Colony Stimulating Factors

The recombinant colony-stimulating factors (CSFs) are capable of reducing the severity and duration of neutropenia. CSFs reduce the risk of FN and documented infections and also facilitate the delivery of full dose intensity in patients receiving cancer chemotherapy (17). Although such a use is perhaps more controversial, CSFs given to patients admitted for established FN appear to reduce the duration of neutropenia and the proportion of patients with prolonged hospitalization (18). The decision to use recombinant human granulocyte colony-stimulating factor (rHuG-CSF) involves the clinical efficacy, the impact on patient QOL, and the cost associated with neutropenia and its sequelae. Decision models evaluating the use of CSFs to reduce the risk of FN in patients receiving chemotherapy have been studied (19,20). These models have been used to support the development of clinical practice guidelines for the use of CSFs in cancer therapy (21,22).
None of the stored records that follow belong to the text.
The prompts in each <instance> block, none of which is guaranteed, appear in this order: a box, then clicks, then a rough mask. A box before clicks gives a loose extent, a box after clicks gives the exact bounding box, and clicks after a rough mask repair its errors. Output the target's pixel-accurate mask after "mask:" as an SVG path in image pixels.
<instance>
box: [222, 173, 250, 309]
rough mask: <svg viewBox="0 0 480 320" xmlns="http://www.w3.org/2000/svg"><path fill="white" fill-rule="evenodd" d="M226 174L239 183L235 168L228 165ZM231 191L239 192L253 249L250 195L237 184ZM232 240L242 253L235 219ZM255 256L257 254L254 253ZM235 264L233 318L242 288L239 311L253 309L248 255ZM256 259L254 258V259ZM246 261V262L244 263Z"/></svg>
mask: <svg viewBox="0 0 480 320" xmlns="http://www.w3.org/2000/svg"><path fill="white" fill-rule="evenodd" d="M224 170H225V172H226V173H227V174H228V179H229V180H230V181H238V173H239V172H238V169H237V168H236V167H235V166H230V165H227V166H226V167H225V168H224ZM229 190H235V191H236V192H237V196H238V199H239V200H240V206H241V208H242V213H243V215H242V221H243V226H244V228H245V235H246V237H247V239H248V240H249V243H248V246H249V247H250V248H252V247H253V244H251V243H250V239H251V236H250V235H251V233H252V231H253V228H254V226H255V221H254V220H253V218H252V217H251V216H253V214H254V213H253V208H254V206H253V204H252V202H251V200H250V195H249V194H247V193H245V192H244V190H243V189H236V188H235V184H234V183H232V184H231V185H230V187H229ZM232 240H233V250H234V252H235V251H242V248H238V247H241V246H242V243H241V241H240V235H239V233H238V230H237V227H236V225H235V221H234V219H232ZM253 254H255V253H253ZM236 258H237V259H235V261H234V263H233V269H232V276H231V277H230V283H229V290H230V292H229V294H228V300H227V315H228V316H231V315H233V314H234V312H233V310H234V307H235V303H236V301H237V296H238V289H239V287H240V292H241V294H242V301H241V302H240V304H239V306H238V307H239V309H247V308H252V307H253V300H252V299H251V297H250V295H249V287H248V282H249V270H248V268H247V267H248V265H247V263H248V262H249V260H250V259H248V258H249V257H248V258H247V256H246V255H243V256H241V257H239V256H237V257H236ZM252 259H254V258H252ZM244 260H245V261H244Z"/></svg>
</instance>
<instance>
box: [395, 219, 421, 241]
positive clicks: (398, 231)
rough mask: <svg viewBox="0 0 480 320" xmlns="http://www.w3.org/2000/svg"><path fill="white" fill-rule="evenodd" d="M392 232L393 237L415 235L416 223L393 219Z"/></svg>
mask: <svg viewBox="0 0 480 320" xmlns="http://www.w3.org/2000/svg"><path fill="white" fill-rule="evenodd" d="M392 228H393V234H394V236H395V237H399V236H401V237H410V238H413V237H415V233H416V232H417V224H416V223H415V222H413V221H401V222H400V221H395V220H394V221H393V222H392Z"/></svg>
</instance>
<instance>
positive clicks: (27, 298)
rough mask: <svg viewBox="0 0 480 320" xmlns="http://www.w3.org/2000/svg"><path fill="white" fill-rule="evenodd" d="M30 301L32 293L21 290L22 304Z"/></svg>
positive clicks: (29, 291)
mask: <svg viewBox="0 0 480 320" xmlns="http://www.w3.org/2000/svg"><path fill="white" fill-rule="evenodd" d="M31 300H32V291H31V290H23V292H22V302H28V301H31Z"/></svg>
Such models, however, are highly sensitive to the cost assumptions used. The economics of the hematopoietic growth factors (HGFs) have been found to largely represent the economics of neutropenia and its complications, particularly FN (23-25). An improved understanding of the actual costs associated with the management of FN can provide a more rational basis for evaluating CSFs and further refining of clinical practice guidelines. We summarize the available literature related to the efficacy, cost, and cost effectiveness of CSFs in patients receiving cancer chemotherapy at risk for neutropenia and its consequences.